The tightening phase may start in the next quarter or two, Draaisma observes.
“We believe investors need increasingly to consider the implications of monetary and fiscal stimulus withdrawal,” he says.
“We expect the first Fed rate hike in mid-2010, but the tightening turning point could come sooner, for instance through higher oil.”
“The Fed language change ahead of the first hike, or a market timing sell signal, would indicate the start of that next phase, for us.”
Draaisma says the start of tightening phases tends to lead to some indigestion and a defensive rotation in equity markets, for two quarters or more.
Retailing stocks and statistics suggest the U.S. stock market rally is for real, says portfolio manager Jon Markman, pointing to a study by analysts at ISI Group, which has done a weekly survey of retailers for two decades.

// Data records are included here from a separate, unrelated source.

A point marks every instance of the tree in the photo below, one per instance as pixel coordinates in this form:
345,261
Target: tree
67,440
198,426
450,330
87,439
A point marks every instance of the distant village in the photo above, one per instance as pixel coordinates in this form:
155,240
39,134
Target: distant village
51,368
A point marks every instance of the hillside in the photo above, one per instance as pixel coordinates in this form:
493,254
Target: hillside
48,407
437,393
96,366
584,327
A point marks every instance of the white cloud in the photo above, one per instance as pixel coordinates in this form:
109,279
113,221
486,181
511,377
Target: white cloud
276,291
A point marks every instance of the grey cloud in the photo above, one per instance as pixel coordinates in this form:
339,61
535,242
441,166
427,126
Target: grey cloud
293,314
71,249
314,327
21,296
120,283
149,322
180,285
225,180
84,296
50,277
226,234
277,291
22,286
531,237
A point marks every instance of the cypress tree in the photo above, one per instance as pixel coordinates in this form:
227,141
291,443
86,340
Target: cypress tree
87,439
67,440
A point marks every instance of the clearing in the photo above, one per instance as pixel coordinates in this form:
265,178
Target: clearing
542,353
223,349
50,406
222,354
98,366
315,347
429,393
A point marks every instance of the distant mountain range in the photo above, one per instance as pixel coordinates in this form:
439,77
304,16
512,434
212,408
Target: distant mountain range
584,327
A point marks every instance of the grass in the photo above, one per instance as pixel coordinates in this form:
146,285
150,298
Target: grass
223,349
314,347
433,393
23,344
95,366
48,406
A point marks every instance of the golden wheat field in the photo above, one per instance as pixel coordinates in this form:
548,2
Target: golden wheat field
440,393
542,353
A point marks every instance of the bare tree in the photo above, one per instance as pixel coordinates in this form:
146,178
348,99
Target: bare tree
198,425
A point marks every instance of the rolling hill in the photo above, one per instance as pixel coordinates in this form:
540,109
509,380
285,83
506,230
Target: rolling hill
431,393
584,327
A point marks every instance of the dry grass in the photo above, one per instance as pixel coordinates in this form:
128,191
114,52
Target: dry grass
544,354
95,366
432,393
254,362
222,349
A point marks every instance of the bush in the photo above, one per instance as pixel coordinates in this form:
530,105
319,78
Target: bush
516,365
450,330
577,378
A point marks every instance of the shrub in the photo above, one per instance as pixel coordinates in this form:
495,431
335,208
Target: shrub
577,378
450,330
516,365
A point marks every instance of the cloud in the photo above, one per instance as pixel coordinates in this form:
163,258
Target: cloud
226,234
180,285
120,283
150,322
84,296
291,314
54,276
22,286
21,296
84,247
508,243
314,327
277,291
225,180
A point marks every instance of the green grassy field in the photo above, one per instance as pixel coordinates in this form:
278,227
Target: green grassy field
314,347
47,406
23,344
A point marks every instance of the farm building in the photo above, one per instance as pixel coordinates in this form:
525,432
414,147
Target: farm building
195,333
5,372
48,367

“They reported last Monday that over the prior two weeks, their retailer survey results have surged 15 percent,” Markman writes in Money Morning.
“U.S. retailers are even doing better than ISI’s surveys of Chinese sales.”
“We can’t know exactly how long the current advance will last, but just keep in mind it will almost certainly not end when everyone is still freaked out about unemployment, earnings and banks,” Markman says.
“The end will come amid sunny skies and smiles.”